The scientific paper created by Sakana's AI has been accepted at the ICLR conference, but experts point out the limitations and human intervention in this process.
The Japanese startup Sakana AI has recently attracted attention by announcing that their AI Scientist-v2 system has created a scientific paper that has passed the peer review process at the ICLR conference - a prestigious AI conference. However, this achievement needs to be considered from many important perspectives.
According to Sakana, their AI has created the paper "from start to finish", including the scientific hypothesis, conducting experiments, data analysis, and writing the content. The accepted paper proposes a new method in neural network training, but the company has proactively withdrawn the paper before publication to ensure transparency.
Robert Lange, a research scientist and co-founder of Sakana, said they provided the conference summary and description to the AI to ensure the topic was appropriate. This is a noteworthy point, as it shows that there is still human intervention in this process.
Significant Limitations of the Achievement
Although Sakana's achievement may be impressive at first glance, there are many important points to consider. First, the company itself has acknowledged that their AI still has "annoying" citation errors, such as citing a 2016 paper method instead of the original work from 1997.

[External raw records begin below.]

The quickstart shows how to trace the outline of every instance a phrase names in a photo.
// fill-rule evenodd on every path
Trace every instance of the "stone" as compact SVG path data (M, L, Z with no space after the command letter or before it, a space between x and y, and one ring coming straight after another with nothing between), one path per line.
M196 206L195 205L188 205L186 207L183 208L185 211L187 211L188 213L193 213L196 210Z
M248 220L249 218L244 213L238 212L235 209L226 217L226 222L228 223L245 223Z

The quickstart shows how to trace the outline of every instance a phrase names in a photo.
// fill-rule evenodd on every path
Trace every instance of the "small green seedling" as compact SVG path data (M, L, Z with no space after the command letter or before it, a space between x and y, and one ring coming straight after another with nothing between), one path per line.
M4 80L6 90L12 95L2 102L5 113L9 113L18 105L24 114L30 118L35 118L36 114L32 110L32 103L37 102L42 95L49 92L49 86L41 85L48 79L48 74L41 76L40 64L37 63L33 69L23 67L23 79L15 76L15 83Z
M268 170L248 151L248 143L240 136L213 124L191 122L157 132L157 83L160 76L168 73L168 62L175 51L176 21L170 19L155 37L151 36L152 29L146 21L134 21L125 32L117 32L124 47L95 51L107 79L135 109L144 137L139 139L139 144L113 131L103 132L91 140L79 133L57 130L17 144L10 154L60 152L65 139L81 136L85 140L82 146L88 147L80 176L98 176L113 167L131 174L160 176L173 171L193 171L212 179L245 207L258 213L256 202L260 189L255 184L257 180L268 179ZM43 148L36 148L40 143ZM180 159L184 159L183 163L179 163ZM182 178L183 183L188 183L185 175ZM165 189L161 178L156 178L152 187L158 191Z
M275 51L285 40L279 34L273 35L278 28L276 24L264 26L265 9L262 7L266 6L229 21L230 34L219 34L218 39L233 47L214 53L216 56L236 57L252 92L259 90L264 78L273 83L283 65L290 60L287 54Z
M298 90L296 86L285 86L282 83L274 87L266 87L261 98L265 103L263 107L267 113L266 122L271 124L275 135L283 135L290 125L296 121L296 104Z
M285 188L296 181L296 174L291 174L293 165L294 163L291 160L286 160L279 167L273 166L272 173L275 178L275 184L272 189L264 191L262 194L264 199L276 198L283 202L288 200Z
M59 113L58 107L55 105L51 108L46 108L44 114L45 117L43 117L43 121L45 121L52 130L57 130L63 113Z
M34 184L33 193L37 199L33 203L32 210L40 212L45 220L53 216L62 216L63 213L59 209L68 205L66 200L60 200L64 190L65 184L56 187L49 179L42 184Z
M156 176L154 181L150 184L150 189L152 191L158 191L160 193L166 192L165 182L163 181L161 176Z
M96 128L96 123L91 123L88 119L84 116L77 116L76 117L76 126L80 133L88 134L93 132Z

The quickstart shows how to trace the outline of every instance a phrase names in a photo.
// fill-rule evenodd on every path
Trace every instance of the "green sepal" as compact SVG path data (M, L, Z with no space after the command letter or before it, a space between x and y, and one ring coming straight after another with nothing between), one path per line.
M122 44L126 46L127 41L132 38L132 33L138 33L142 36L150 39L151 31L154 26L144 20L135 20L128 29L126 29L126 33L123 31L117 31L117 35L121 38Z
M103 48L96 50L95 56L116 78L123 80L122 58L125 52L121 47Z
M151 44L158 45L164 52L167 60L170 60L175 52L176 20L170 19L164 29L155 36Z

Furthermore, the paper only passed the initial peer review at the conference, not the "main conference track" of ICLR. Acceptance rates at workshops are usually higher than the main conference, which Sakana has also publicly acknowledged.

IMAGE CREDIT: SAKANA
Matthew Guzdial, an AI researcher at the University of Alberta, commented that the result is "a bit misleading" because the Sakana team used human evaluation to select the paper from many AI-generated ones. "This suggests that humans combined with AI can be effective, not that AI alone can make scientific progress," he said.
Mike Cook, a research student at King's College London, also questioned the rigor of the review process. He noted that new workshops are often evaluated by young researchers, and this workshop focused on negative results, which may be easier for AI to write about convincingly.
Importantly, Sakana does not claim that their AI can create groundbreaking scientific works. Instead, the goal of the experiment is to "research the quality of AI-generated research" and to promote discussion about the standards related to AI-generated science.